The contrastive feature search algorithm

Say you want to find the SAE feature(s) for coding regions. You start by collecting all the 32,768-dimensional SAE vectors for a large chunk of DNA (say, 100,000 base pairs). That’s 100,000 32,768-dimensional SAE vectors.

SAE vectors for a chunk of DNA

Next, you take the arithmetic mean of all the vectors for coding regions, and the mean of all the vectors for non-coding regions:

Protein and nonprotein SAE vectors

Then, you subtract the average non-coding SAE vector from the average coding SAE vector to get an SAE vector for “protein”-ness:

Protein-ness vector

Now, recall that the protein-ness vector is still 32,768-dimensional. Presumably, not all of these dimensions are important: due to sparsity priors like L1 regularization or the BatchTopK activation function, our SAE uses only a few of these dimensions to encode information about any given concept (like protein-ness). So, as a denoising step, we select only the top 10 or so dimensions of the 32,768-dimensional protein-ness vectors, and call these 10 dimensions the “protein”-ness features. In the toy illustration, the protein-ness SAE vector has a tiny x-component and a large y-component. So, it’s the y direction that encodes protein-ness in our example.

Of course, we’d still like to stress-test our features against F1 scoring (and the Evo 2 authors do). But this is how the core algorithm of finding SAE features for concepts using contrastive search works.

An important subtlety: why do we care to subtract the non-protein vector at all? Why not just directly pick the top 10 features of the average protein-coding vector? Because the average protein SAE vector’s largest features may not be about protein-ness. The largest features could instead be bacterial-ness (if the chunk of DNA you picked was from E. coli, for example). Subtracting the non-protein vector is an important step in getting rid of these features you don’t care about.

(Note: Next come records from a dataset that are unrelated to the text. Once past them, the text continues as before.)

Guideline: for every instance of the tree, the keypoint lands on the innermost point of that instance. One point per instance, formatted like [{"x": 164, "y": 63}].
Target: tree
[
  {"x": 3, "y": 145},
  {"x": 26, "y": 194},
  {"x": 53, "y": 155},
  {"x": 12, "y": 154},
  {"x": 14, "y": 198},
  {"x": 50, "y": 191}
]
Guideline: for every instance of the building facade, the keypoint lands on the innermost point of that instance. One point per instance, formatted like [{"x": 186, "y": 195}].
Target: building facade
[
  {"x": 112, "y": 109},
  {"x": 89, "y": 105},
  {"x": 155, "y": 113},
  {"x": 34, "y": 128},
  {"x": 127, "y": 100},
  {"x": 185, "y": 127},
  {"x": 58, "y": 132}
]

Applications beyond biology

Contrastive feature search is a general algorithm for concept-first mech interp. Two applications stand out immediately:

  • Interpreting sequence prediction models that are not trained on immediately-interpretable data (like natural language). For example, meteorological prediction models like Microsoft’s Aurora will be challenging to autointerp, but there are almost certainly motifs in atmospheric patterns that we can find SAE features for using contrastive search.
  • Features for certain concepts in natural language models may be of special interest to us. For example, we might want to clamp down on/unlearn features for unsafe or buggy code, Islamophobia, racial slurs, etc. Contrastive feature search is a much quicker way to home in on these features than autointerp.